Start with a simple process, such as playing back a WAV file through Windows XP's Sound Recorder. This will check that the MME-WDM drivers are installed and working correctly. To play back the file, make sure that your audio interface is allocated to sound playback in the audio page of the Sound and Audio Devices applet of the Control Panel. (Windows Media Player also used to be a useful application for such tests, but nowadays it has many potentially confusing options.)

Once you've established that these drivers are in order, and you're getting sound out, it would then be wise to move on to checking out your low-latency ASIO drivers inside more serious audio applications (both Cubase SE3 and Adobe Audition 2.0 require ASIO drivers for low-latency recording and playback).

In the case of your Audiophile 2496, make sure you've chosen the M-Audio Delta ASIO audio driver option in Cubase. For the simplest signal path you should open up the M-Audio Delta H/W applet from the Control Panel, navigate to its Patchbay/Router page, and select Wav Out 1/2 to be routed to the H/W Out 1/2 output sockets. Doing this will bypass the various options of M-Audio's Monitor Mixer, but at least you will have confirmed that basic playback works.

Unfortunately, your setup is complicated by having a second soundcard installed, and particularly since it's the SoundBlaster Live model, whose mixer utility can be particularly confusing, with a dozen input channels for playback duties alone. If, as you say, the SoundBlaster Live has been chosen as the default Windows Audio device and you can't hear playback, you've probably got one or more virtual faders pulled down in the soundcard's mixer utility.

Your intermittent recording issues also suggest routing problems or fader issues, so try pulling the faders up until you discover which one is the culprit.
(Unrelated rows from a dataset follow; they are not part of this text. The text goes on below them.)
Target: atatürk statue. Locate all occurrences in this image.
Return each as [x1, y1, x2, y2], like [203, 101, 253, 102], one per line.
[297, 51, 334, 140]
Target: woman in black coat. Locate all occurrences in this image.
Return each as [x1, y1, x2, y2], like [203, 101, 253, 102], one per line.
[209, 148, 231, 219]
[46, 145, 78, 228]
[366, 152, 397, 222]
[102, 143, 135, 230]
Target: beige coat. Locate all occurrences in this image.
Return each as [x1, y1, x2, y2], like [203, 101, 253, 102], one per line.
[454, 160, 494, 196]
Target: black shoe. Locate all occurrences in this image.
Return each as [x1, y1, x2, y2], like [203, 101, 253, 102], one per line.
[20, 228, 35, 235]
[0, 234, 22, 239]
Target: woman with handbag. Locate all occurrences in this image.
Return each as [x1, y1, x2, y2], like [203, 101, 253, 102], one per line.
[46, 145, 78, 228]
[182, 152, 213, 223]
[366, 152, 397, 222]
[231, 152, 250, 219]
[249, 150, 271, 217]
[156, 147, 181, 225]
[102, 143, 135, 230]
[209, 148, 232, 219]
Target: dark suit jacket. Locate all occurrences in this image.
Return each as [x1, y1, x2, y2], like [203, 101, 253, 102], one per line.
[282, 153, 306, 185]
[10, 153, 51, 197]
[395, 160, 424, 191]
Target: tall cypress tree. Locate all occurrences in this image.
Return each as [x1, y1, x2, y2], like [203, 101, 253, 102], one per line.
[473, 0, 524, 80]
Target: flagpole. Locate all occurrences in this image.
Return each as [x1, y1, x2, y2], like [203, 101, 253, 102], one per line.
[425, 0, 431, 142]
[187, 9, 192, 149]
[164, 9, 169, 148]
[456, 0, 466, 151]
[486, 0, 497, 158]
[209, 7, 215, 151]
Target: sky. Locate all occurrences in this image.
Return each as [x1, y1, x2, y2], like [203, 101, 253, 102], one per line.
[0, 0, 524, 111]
While the SoundBlaster Live does have a number of attractive features, such as DSP effects and a built-in Soundfont playback engine, unless it provides something that you can't live without, I would suggest that you abandon it and rely on the M-Audio Audiophile 2496 interface for all applications, for several reasons. Most important is that the Audiophile 2496 offers low-latency ASIO drivers that will let you hear your recording and playback within a few milliseconds, rather than the half-second or more of your SoundBlaster's MME-WDM drivers. The M-Audio interface also offers significantly better audio quality than the SoundBlaster Live card, with lower background noise levels. What's more, switching cards will also avoid other issues, such as the SoundBlaster's fixed 48kHz engine (about which you can read more here: www.soundonsound.com/forum/showflat.php?Cat=&Number=271).

Overall, by concentrating on one audio interface, rather than juggling between two, I suspect you'll also be able to get on with making music, rather than wondering where your audio has disappeared to!